Milei tiene que retener lo prestado
La carrera hacia el 2027 es un desafío fiero para el oficialismo. Tiene que construir una mayoría sobre la base del voto prestado que le hizo ganar el balotaje de 2023 y las legislativas de 2025. La megalomanía de sus argumentos proselitistas busca imponer la idea de que es un gobierno grande y fuerte, autoritario y exitoso, que necesita resistir el desafío de los adversarios.
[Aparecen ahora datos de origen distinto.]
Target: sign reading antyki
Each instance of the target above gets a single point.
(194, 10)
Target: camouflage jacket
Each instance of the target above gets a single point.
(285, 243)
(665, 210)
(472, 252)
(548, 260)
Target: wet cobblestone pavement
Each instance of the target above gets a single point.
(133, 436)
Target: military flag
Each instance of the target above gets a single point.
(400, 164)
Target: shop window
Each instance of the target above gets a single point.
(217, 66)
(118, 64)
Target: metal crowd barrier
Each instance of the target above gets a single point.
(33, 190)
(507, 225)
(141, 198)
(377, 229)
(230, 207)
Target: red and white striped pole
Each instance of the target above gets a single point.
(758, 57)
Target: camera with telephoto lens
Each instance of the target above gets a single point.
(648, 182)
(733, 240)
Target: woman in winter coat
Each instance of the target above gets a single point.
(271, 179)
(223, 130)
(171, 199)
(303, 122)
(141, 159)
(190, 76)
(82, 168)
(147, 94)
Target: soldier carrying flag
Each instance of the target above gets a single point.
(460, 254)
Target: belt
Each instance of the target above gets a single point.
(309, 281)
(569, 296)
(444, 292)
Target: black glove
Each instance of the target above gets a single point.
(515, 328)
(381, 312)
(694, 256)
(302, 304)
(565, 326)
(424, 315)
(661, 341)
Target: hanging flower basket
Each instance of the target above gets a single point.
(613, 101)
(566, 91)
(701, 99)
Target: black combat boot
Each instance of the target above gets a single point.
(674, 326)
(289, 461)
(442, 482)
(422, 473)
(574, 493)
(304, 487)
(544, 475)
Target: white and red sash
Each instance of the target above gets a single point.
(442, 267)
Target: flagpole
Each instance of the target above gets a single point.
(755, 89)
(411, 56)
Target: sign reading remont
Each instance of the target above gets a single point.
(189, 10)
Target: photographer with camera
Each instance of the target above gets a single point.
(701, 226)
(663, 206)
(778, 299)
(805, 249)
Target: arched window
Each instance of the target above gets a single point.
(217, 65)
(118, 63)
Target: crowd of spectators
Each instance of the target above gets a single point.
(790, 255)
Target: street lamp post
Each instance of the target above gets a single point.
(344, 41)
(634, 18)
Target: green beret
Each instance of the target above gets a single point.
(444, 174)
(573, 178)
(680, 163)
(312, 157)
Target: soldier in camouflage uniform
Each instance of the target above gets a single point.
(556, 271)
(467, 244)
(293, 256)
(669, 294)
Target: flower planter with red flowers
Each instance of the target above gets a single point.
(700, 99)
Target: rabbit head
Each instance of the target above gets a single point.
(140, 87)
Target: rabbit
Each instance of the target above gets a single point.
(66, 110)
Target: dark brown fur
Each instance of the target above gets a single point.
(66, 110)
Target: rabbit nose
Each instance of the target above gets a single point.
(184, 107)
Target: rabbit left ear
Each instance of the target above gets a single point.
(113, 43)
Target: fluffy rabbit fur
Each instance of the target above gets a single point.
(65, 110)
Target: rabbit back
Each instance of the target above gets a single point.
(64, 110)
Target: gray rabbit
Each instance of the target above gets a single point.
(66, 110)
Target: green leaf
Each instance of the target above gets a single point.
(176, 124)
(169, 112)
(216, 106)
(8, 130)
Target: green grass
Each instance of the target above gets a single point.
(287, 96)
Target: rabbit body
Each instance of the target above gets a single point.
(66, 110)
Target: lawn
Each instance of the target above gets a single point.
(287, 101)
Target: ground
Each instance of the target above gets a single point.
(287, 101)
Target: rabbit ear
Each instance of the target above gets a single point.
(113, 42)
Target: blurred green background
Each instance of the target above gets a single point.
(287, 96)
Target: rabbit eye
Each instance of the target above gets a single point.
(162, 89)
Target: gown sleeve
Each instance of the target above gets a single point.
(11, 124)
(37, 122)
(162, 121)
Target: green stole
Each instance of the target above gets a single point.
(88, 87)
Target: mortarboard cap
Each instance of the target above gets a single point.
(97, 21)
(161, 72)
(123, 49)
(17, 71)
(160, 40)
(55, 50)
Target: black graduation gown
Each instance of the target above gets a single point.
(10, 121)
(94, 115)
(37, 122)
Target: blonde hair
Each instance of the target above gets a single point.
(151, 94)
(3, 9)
El extravagante decreto que declara al 2026 como el Año de la Grandeza Argentina (56/26, del miércoles pasado) es una síntesis de ese ánimo proselitista. Imita la prosa soviética, maoísta y castrista que le pone mandato a cada año – Año del Maní, Año del Trigo Candeal o Año del Helado Artesanal. Ahora toca la grandeza.
Esa prosa tercermundista del decreto debería merecer la atención de los monstruos de la lengua, los Reverte y los Caparrós. Deben poner un límite a los delincuentes idiomáticos que hablan de “la emergencia ígnea”, eufemismo por “incendio”. Esa prosa oficial no basta para esconder que el gobierno es una formación débil con el voto prestado, que tiene que retener por lo menos los votos de 2023 y 2025 y, además, desmovilizar al peronismo del interior. Es lo que le permitió ganar la presidencia. Todo un desafío, porque hasta ahora no le ha salido.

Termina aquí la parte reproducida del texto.